ChanServ changed the topic of #panfrost to: Panfrost - FLOSS Mali Midgard & Bifrost - Logs https://oftc.irclog.whitequark.org/panfrost - <macc24> i have been here before it was popular
<alyssa> Looking at perf counters with IDVS on bump + high poly
<alyssa> execution engine is starving most of the time
<alyssa> <17% of EE time is actually doing work
<alyssa> 8% of the time is reads from the load/store pipe
<alyssa> (EE time)
<alyssa> 7% of the EE time is writes from the load/store pipe
<alyssa> 3% of the EE time is varying interpolatio
<alyssa> really not clear where the time is going.
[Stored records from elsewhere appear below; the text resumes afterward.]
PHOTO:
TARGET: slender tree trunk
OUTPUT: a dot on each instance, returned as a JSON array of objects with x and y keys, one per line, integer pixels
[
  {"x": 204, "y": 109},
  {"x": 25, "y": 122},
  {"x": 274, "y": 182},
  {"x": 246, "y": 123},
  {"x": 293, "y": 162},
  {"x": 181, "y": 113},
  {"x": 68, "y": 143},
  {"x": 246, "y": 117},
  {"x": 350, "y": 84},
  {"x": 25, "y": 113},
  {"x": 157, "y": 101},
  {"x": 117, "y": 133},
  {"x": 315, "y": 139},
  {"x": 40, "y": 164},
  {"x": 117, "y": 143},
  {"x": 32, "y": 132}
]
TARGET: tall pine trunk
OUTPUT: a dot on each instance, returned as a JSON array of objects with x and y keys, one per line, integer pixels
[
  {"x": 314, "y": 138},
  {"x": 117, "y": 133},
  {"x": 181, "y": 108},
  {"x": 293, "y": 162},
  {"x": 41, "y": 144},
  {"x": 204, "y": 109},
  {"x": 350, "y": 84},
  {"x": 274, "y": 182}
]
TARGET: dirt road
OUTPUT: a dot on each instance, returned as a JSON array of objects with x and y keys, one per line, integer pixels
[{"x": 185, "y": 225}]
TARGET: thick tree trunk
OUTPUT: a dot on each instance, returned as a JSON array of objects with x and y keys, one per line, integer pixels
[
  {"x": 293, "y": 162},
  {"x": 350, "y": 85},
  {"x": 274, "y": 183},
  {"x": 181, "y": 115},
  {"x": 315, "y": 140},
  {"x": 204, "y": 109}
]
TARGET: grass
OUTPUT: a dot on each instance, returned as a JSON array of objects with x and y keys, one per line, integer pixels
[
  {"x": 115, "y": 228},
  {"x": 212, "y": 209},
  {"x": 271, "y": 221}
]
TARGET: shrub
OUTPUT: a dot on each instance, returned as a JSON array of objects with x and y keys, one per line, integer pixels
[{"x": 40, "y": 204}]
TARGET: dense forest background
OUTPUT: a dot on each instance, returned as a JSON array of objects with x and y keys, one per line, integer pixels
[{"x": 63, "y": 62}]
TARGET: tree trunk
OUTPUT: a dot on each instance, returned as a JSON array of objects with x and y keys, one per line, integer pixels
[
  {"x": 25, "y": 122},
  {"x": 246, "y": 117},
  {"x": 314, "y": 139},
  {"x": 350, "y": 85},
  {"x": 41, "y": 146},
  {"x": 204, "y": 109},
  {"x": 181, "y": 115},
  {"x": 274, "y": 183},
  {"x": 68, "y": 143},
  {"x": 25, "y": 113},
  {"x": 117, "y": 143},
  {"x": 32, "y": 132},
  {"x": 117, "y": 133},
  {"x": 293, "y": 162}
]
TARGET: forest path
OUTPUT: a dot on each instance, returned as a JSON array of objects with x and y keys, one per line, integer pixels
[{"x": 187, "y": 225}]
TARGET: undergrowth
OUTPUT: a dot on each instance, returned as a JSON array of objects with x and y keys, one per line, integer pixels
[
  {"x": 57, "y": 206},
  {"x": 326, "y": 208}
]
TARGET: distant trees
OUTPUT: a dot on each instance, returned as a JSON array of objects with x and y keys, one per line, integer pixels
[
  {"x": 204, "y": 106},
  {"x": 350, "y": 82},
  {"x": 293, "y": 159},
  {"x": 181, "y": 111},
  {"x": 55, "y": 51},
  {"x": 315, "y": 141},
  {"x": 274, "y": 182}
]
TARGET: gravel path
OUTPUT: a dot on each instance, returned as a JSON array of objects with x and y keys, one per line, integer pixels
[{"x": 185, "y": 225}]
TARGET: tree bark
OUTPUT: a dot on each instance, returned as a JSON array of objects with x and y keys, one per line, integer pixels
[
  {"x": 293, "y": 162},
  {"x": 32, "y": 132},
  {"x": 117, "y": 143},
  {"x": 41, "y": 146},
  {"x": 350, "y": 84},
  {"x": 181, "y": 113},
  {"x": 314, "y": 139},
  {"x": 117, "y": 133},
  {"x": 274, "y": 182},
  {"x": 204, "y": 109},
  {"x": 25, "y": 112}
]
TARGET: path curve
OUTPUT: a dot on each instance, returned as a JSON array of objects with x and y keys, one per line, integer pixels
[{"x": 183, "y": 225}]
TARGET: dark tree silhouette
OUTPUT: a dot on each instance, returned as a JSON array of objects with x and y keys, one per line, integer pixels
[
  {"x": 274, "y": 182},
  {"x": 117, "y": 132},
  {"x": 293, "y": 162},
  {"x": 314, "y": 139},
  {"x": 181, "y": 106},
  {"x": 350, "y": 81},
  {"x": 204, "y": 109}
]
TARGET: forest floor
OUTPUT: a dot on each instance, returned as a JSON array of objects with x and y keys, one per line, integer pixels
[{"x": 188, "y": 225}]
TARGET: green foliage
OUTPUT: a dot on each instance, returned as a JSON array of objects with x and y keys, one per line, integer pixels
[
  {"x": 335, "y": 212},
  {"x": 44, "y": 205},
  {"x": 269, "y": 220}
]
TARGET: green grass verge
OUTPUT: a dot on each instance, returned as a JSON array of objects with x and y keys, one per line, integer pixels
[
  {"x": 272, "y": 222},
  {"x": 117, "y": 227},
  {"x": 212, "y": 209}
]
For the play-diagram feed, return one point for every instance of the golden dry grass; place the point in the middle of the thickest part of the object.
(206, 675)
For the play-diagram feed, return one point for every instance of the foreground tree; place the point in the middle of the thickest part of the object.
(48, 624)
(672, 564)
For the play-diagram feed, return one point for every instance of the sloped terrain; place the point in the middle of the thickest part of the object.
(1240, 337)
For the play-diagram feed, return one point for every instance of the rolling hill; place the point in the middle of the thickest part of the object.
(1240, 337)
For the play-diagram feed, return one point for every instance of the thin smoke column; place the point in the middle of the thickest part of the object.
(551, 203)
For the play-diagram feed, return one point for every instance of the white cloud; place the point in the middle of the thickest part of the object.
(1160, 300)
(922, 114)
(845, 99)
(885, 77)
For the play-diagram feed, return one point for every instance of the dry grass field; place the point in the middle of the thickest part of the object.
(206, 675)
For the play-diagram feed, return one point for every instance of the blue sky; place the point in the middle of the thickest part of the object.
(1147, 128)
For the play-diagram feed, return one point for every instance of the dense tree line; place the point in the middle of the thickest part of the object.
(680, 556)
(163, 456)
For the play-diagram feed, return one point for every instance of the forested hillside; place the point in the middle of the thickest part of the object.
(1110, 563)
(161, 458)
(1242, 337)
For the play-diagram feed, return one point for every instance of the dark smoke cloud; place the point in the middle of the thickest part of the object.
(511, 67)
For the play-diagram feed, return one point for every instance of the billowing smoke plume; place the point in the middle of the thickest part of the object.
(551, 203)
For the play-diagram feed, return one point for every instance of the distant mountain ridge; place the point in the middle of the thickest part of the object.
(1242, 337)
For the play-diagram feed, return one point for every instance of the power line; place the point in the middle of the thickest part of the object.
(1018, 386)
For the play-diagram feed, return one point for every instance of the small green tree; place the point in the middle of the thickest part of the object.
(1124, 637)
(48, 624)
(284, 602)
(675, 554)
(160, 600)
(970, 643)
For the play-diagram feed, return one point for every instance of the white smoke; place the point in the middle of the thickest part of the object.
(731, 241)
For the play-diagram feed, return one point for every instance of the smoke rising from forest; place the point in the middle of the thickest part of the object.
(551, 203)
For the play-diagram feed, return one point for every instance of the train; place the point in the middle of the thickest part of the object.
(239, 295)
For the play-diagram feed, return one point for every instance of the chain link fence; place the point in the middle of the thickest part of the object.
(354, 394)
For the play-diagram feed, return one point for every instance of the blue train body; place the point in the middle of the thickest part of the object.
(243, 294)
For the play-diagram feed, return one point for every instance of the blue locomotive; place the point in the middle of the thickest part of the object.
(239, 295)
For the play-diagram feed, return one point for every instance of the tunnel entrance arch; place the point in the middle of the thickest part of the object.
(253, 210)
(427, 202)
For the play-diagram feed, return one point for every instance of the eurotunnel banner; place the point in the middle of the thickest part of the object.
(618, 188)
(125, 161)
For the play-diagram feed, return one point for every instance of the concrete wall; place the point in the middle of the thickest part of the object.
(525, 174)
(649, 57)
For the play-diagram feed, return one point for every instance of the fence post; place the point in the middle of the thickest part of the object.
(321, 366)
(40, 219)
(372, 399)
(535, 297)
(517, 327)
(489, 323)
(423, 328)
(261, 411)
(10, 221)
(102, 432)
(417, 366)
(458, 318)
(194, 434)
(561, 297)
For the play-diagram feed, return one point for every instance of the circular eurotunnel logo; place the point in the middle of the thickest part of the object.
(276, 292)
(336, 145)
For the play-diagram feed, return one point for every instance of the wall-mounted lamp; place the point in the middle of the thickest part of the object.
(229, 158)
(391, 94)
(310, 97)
I guess memory access.
<HdkR> No counters for memory stalls?
<alyssa> I don't quite understand the memory counters
<alyssa> Read stall cycles (l2_rd_msg_in_stall): 367282887
<alyssa> Write stall cycles (l2_wr_msg_in_stall): 228086275
<alyssa> that seems.... significant.
<HdkR> Definitely big numbers at least
<alyssa> so 79% of the time we're stalled
<alyssa> wonder if the SoC is super memory bandwidth starved
rasterman has quit [Quit: Gettin' stinky!]
<alyssa> S922x: 4.8 GiB/s
<alyssa> RK3399: 6.6 GiB/S
<alyssa> Guess that explains some cases where the rk3399 is faster
<HdkR> Need more 400GB/s ARM chips
<alyssa> brb porting panfrost to the m1 max
Net147 has quit [Quit: Quit]
Net147 has joined #panfrost
vstehle has quit [Ping timeout: 480 seconds]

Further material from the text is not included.